KIPU

for saxophone quartet, string quintet, flute and harp (2015)

Live recording of the premiere  -  Recorded by Deutschlandradio


CD 

This work is available on a CD released by NEOS Music

 

 

 

Details

 

Instrumentation:

  • 4 saxophones (sopranino, soprano, alto and tenor)

  • flute

  • harp

  • 5 strings (1. Vl, 2. Vl, Vla, Cello, Bass)

Duration: 8 minutes

Commissioned by: Deutschlandradio, for the "Forum Neuer Musik 2015"

Premiere: 

  • April 18th, 2015

  • ensemble 20/21, conducted by David Smeyers

  • Forum Neuer Musik 2015

  • Deutschlandfunk Sendesaal (Cologne, Germany)

 

To request the score and parts, please contact the composer at:
daniel(at)danielcueto.com

 

About the work

 

There are many clues that point to an ancient communication between South America and China. The Chilean investigator Jaime Errázuriz, for example, gathered a list of 89 towns and cities in Peru whose names have a meaning in Chinese. Peru and China also have 118 locations with the same name. Could this be just a coincidence?

The kipu is a system of recording information used in pre-hispanic America. It consists of several hanging threads that bear knots of different colors and sizes, placed at different heights and distances. The oldest known kipus were found at Caral (Peru), a site believed to be 5000 years old.
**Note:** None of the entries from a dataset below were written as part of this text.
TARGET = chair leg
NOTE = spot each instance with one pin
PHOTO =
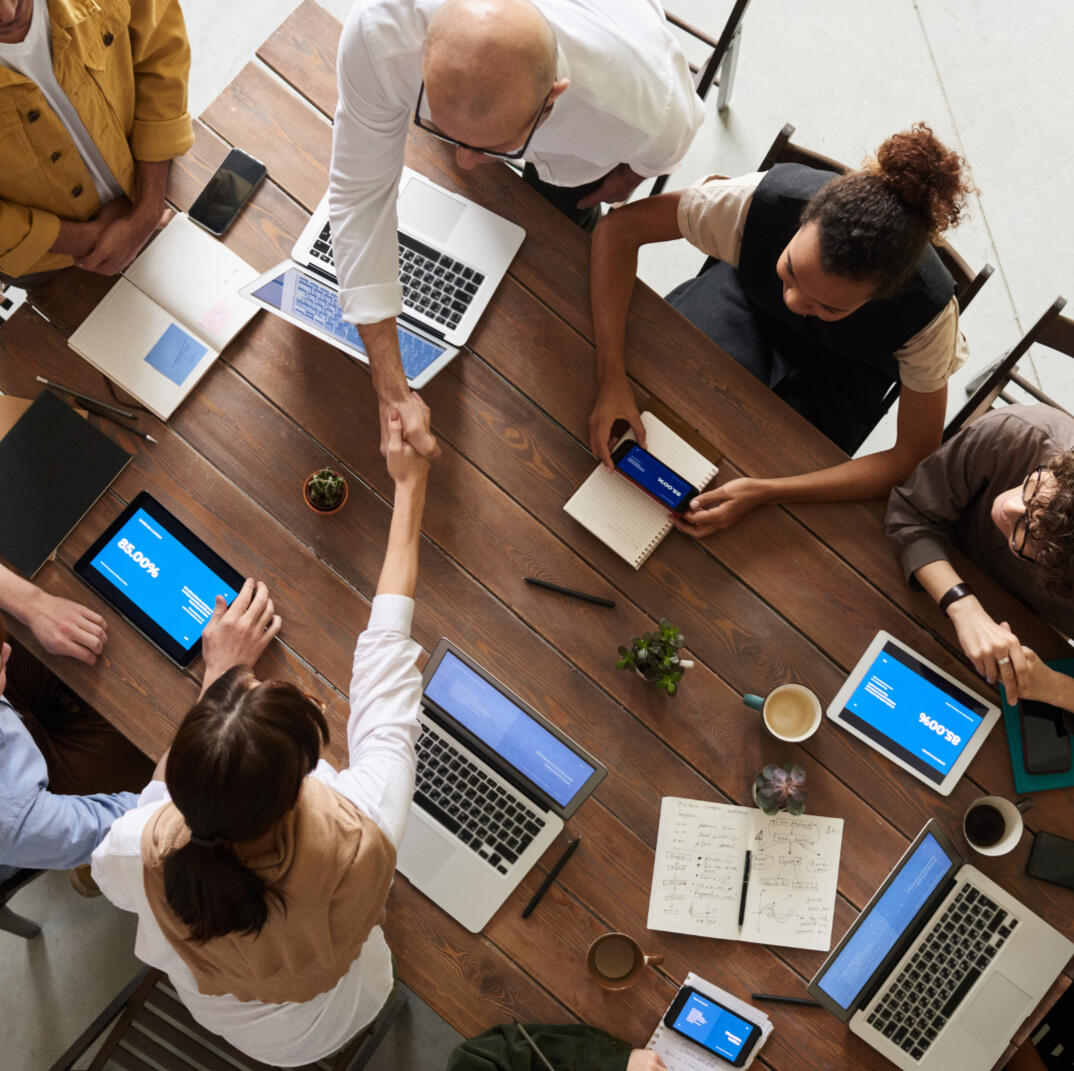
(12, 923)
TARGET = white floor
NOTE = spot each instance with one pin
(991, 76)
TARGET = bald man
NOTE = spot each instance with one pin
(593, 95)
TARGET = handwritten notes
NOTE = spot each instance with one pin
(700, 858)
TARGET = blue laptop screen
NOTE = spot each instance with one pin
(507, 729)
(884, 922)
(308, 301)
(913, 712)
(162, 578)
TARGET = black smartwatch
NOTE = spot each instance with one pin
(953, 595)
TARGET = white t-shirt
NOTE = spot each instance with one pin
(32, 58)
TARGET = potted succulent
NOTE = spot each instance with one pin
(781, 789)
(655, 657)
(324, 491)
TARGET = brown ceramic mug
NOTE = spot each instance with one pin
(614, 960)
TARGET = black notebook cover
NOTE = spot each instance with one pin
(54, 465)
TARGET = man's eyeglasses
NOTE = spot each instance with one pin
(1019, 534)
(431, 128)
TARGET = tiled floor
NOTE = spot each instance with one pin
(991, 76)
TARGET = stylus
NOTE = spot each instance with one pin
(570, 592)
(87, 397)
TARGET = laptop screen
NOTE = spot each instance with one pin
(507, 729)
(884, 921)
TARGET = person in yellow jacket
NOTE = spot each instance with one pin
(92, 111)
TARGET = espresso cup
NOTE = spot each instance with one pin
(791, 712)
(992, 825)
(614, 960)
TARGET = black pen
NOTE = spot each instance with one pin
(745, 886)
(546, 884)
(569, 591)
(786, 1000)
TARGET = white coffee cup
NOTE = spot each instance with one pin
(791, 712)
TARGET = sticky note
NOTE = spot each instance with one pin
(176, 353)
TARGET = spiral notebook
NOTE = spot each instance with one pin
(620, 514)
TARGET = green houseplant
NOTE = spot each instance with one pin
(324, 491)
(781, 789)
(655, 656)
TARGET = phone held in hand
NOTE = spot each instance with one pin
(231, 186)
(1051, 859)
(711, 1025)
(650, 474)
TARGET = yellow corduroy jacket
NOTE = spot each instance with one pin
(124, 64)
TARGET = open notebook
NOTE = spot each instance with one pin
(164, 322)
(622, 515)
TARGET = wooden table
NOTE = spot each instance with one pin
(787, 594)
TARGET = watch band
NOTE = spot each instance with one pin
(953, 595)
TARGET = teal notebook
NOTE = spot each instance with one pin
(1022, 780)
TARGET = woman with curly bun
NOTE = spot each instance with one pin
(1002, 491)
(827, 289)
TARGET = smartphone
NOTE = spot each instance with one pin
(712, 1026)
(1053, 859)
(667, 487)
(231, 186)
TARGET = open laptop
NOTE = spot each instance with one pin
(495, 783)
(942, 966)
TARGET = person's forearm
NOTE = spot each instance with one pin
(398, 575)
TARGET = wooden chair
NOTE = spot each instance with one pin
(723, 59)
(155, 1029)
(1051, 330)
(10, 922)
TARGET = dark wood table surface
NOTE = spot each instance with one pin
(788, 594)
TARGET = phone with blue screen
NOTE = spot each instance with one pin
(713, 1026)
(650, 474)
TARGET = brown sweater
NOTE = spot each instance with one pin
(333, 866)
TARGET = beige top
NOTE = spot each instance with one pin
(712, 216)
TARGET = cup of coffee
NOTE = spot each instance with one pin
(615, 960)
(791, 712)
(992, 825)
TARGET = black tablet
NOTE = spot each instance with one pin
(160, 576)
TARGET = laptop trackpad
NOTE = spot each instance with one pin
(996, 1012)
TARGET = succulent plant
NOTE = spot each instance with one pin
(655, 655)
(325, 489)
(778, 789)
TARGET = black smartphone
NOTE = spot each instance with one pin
(1053, 859)
(712, 1026)
(665, 485)
(231, 186)
(1046, 746)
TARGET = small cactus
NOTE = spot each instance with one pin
(325, 489)
(778, 789)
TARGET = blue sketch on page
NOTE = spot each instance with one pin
(176, 353)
Alexander von Humboldt was one of the first to associate the Andean kipu with very similar devices found in China. Gustavo Vargas, in his book “Fusang: Chinos en América antes de Colón”, corroborates this claim and goes on to share their Chinese name: “qi pui”.

If these two peoples really did come into contact... what sort of relationship did they have? How did they view one another? What principles or ideas guided their exchange?
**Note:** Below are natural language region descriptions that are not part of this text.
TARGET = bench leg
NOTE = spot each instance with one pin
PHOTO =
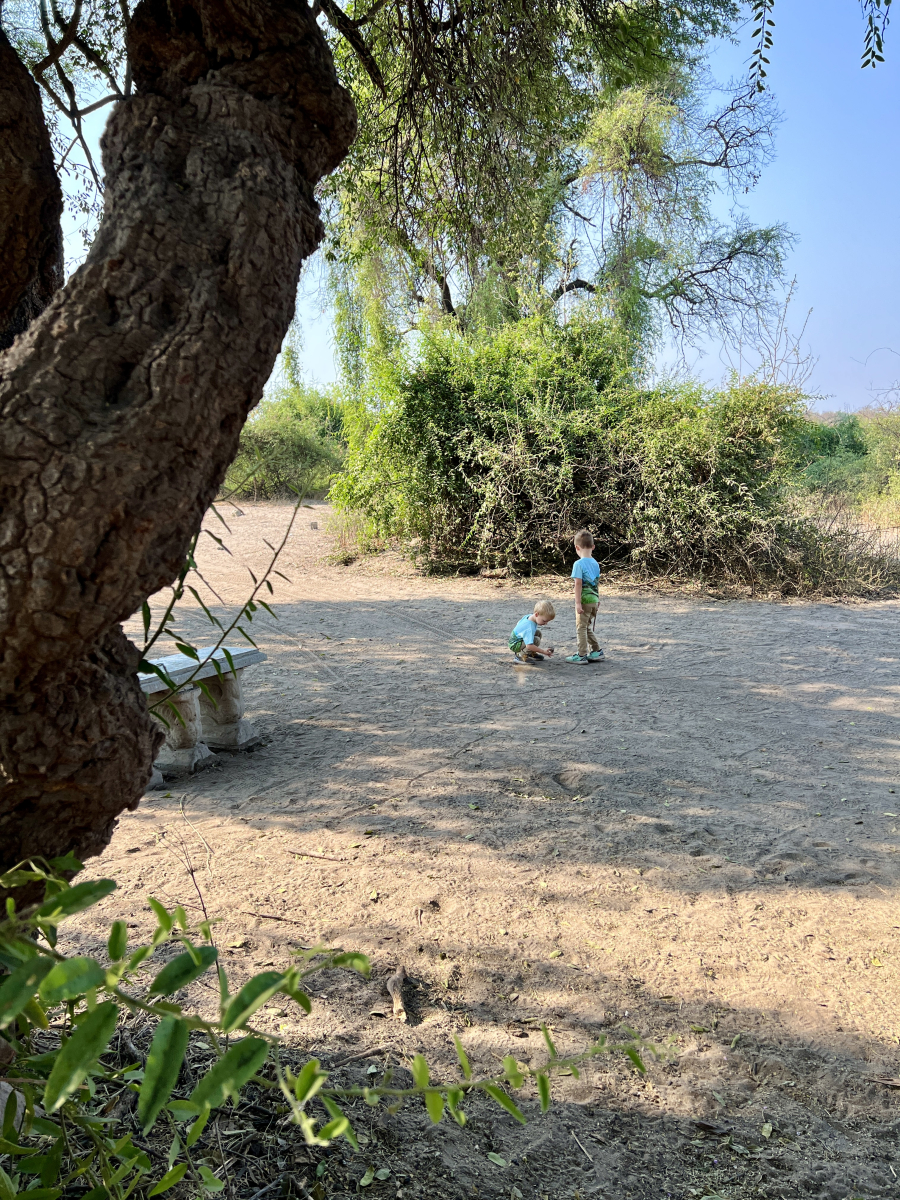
(223, 724)
(184, 750)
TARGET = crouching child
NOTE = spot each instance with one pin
(525, 641)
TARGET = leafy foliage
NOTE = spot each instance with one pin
(69, 1074)
(492, 453)
(291, 447)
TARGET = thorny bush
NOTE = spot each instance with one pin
(492, 453)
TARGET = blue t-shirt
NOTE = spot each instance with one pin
(588, 571)
(526, 629)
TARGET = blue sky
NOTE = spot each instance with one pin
(835, 183)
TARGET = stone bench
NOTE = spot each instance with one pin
(207, 727)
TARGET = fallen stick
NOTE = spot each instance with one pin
(310, 853)
(395, 988)
(270, 916)
(361, 1054)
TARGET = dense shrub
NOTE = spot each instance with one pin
(493, 453)
(292, 445)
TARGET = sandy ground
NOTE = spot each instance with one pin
(696, 839)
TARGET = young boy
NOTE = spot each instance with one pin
(586, 574)
(525, 641)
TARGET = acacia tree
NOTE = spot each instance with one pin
(123, 394)
(121, 402)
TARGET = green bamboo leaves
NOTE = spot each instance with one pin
(70, 979)
(183, 970)
(79, 1054)
(19, 988)
(163, 1063)
(231, 1073)
(77, 899)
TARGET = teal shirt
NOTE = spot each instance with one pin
(588, 571)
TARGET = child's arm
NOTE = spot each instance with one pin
(579, 606)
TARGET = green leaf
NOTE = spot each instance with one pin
(70, 979)
(197, 1128)
(118, 941)
(169, 1180)
(52, 1162)
(309, 1081)
(66, 862)
(78, 1055)
(252, 996)
(333, 1129)
(21, 987)
(504, 1101)
(231, 1073)
(166, 921)
(435, 1105)
(76, 899)
(210, 1182)
(7, 1192)
(636, 1059)
(45, 1128)
(549, 1039)
(420, 1072)
(163, 1063)
(99, 1193)
(11, 1111)
(463, 1059)
(335, 1111)
(183, 970)
(513, 1072)
(183, 1110)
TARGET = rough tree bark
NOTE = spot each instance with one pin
(121, 406)
(30, 202)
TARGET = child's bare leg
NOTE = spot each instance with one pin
(591, 613)
(581, 629)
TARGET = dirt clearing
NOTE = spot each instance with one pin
(695, 839)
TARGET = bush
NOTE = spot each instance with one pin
(82, 1120)
(834, 459)
(492, 454)
(292, 445)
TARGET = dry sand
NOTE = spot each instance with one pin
(695, 839)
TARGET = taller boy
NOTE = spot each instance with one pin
(586, 574)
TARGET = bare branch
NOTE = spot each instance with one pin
(573, 286)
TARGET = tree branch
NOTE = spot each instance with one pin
(573, 286)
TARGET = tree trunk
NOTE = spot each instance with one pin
(121, 406)
(30, 202)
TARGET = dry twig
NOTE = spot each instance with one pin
(395, 988)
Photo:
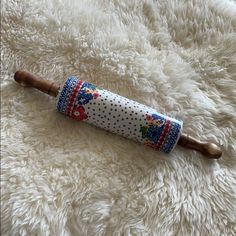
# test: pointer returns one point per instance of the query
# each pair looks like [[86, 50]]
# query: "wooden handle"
[[29, 80], [209, 150]]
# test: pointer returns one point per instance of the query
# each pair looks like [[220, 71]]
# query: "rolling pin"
[[84, 101]]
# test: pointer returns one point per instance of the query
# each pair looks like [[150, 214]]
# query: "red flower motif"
[[79, 113], [149, 118], [95, 95]]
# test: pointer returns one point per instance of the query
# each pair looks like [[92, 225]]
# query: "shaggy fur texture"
[[62, 177]]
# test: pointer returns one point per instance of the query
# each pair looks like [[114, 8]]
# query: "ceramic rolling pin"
[[85, 102]]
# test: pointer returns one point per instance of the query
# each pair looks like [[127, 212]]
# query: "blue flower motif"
[[153, 133], [157, 117], [83, 97], [88, 85]]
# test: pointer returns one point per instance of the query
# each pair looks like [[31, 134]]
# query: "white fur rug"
[[62, 177]]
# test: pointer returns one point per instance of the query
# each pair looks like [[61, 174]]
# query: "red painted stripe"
[[72, 97], [163, 134]]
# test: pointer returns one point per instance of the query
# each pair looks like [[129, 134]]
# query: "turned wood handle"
[[29, 80], [208, 149]]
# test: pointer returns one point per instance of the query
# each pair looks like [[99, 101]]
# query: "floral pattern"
[[86, 93], [85, 102], [153, 130]]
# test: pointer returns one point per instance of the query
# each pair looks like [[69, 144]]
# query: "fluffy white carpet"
[[62, 177]]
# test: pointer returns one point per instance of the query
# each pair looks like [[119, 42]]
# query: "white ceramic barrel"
[[86, 102]]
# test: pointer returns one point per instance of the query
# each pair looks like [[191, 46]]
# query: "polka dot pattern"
[[83, 101]]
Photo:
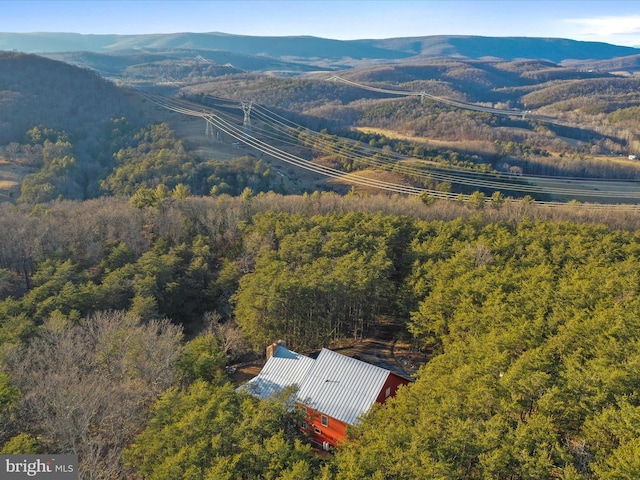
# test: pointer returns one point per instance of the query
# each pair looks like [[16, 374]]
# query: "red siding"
[[392, 383], [333, 433], [336, 431]]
These are the questions that led me to write this piece. It is my own musical hypothesis; a "fantasy" on a long voyage leading to an encounter between two distant civilizations. Might a similar story lie hidden in a kipu we can´t yet read? Until scientists finally figure out how to decode the complex, colorful knots, their message will continue to be as abstract as music itself.